Oysaki ben,Feyzanım,kadınım anneyim, zevceyim, ablayım birilerinin evladıyım( annem ve babam gittiler ama yine de onarlın evladı sayılırım herhalde),Rumeli kökenliyim, kentliyim İstanbulluyum. Şehrimde olan her şey beni ilgilendirir, yeni açılan mekanları, yeni alışveriş merkezlerini, tüm sergileri konserleri festival filmlerini, tiyatro oyunlarını görmek isterim.Belli bir tarzı tavrı olanlardan, güzel insanlardan,kitap sevenlerden,ikizler burcu kadınlardan,yengeç burcu erkeklerden ( en azından tanıdıklarımdan) inançlı insanlardan,derviş gönüllülerden, rengini belli edenlerden köy kültüründen, babacı kızlardan, anneci erkeklerden,başarılı kız babalarından ( ki bu zor bir iştir, o çocukluğunda size hayran kızlar ergenlik çağında babalarının yanlış tutumları yüzünden ondan uzaklaşır)güvenilir insanlardan sadece kötü gün değil iyi günde de yanında da olan insanlardan, kendini her daim yenileyenlerden,başarılı kadınlardan, başarılı erkeklerden, donanımlı insanlardan evin de bir kütüphanesi olanlardan, iyiden güzelden anlayanlardan, değer bilenlerden, ışık yayanlardan,sanattan, modern dansçılardan,genç kızlardan balerinlerden,bestekarlardan,şairlerden,ressamlardan, üflemeli çalgılardan,bir enstrümanı ileri derece çalabilenlerden, evleri temiz olanlardan, gece geç yatmaktan, sabah geç kalkmaktan, aşktan,güneşin batışından,sonbahardan, sonbaharda İstanbul’,dan,sonbaharda güneş batarken gökyüzünün renginden, aşk filmlerinden, minik ayaklı kadınlardan,et yemeklerinden, unlu mamullerden, anne yemeklerinden,çekici,seksi,alımlı,çarpıcı kadınlardan,kültür turlarından,Avrupa şehirlerini görmekten,dünyanın her yerinde var olabilen insanlardan dinsel inancı olanlardan, yeni değişmiş mis gibi bir yatakta uyumaktan, beyaz tenlilerden hoşlanırım

Kına

FEYZAN | 15 April 2009 18:56

Ben küçükken, dedem ve babaannem de bizimle otururdu.
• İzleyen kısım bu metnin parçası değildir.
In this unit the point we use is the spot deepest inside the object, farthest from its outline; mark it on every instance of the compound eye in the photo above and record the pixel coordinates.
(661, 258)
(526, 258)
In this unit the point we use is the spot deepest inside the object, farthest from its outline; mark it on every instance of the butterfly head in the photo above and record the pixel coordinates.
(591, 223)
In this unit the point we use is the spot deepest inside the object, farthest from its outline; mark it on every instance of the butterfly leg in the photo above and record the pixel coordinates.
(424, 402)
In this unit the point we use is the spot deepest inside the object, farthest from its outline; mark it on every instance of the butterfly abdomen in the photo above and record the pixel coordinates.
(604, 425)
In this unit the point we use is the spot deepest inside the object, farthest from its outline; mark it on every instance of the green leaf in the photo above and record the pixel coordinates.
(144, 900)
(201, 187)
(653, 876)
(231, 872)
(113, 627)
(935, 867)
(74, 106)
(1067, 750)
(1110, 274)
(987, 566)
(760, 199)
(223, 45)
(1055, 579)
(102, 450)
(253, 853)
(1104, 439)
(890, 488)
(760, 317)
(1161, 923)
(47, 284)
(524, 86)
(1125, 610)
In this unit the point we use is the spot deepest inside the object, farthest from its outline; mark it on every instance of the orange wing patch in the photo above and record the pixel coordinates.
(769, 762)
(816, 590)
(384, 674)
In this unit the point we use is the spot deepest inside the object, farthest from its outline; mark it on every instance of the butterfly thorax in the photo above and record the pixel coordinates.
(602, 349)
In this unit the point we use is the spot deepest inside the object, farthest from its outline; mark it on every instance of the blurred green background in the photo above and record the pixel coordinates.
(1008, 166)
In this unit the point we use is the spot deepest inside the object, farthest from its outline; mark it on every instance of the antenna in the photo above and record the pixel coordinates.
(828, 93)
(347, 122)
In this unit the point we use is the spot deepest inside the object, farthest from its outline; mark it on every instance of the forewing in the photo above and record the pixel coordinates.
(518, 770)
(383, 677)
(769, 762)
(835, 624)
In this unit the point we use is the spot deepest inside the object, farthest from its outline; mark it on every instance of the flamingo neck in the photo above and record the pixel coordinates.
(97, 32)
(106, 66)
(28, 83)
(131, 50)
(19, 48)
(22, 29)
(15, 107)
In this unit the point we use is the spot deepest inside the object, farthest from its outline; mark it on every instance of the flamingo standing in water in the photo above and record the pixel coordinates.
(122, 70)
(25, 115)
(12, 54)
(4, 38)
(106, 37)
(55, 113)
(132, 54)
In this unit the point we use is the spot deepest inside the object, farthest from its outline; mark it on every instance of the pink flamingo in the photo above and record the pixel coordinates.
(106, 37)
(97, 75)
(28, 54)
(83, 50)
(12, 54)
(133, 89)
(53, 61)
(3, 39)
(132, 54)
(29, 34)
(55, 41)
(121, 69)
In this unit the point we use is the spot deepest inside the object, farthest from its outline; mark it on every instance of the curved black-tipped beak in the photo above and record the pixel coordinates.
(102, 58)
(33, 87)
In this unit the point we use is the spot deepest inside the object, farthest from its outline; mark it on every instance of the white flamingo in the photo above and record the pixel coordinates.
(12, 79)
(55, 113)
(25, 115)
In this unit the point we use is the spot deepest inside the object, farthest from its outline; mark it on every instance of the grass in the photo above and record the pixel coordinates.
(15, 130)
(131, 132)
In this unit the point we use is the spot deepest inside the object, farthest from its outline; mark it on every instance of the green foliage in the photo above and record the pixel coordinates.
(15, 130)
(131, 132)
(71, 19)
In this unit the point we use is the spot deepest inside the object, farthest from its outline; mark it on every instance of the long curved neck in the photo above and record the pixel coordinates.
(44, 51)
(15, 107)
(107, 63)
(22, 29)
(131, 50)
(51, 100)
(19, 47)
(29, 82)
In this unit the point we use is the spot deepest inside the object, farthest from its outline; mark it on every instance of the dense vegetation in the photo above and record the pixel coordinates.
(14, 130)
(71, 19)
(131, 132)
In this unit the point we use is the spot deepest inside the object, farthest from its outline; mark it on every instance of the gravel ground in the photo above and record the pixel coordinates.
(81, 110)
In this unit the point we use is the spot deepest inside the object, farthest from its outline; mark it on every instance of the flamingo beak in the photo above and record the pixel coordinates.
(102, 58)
Babaannem de dedem de ben onları tanıdığımda çok yaşlıydılar.Zaten ben ilkokula başlamadan da ikisi arka arkaya gittiler.Babaannem çok yaşlı olmasına rağmen, stili olan bir kadındı.Hep aynı tür elbiseler giyerdi, robadan kesik ve belinde kuşak olan elbiseler.Bu elbiselerden birini terziye yollar,hiç prova olmadan aynı modelden yenilerini diktirdi.Elbise kumaşlarının hep İngiliz kumaşı olmasına özen gösterirdi. boynuna da çeşit çeşit renk ve desende mendiller bağlardı fular niyetine. Başında yemenisi vardı ( Rumeli de buna ŞAMİ denir). Bu yemeniden görünen 3 parmak saçı da hiç beyaz bırakmaz kına ile boyardı. Saçları ölene kadar hep uzundu, çok yaşlı olduğundan, artık iyice azalmış saçlarını her sabah tarar bu bir kısmı kınalı, bir kısmı beyaz saçları 2 kuyruk örüp ensesinde topuz yapar, sonra da şamisini bağlardı.Bir bayram arifesinde geceden saçına kına koyuyordu.Ben meraklı çocuk gözleriyle onu seyrediyordum.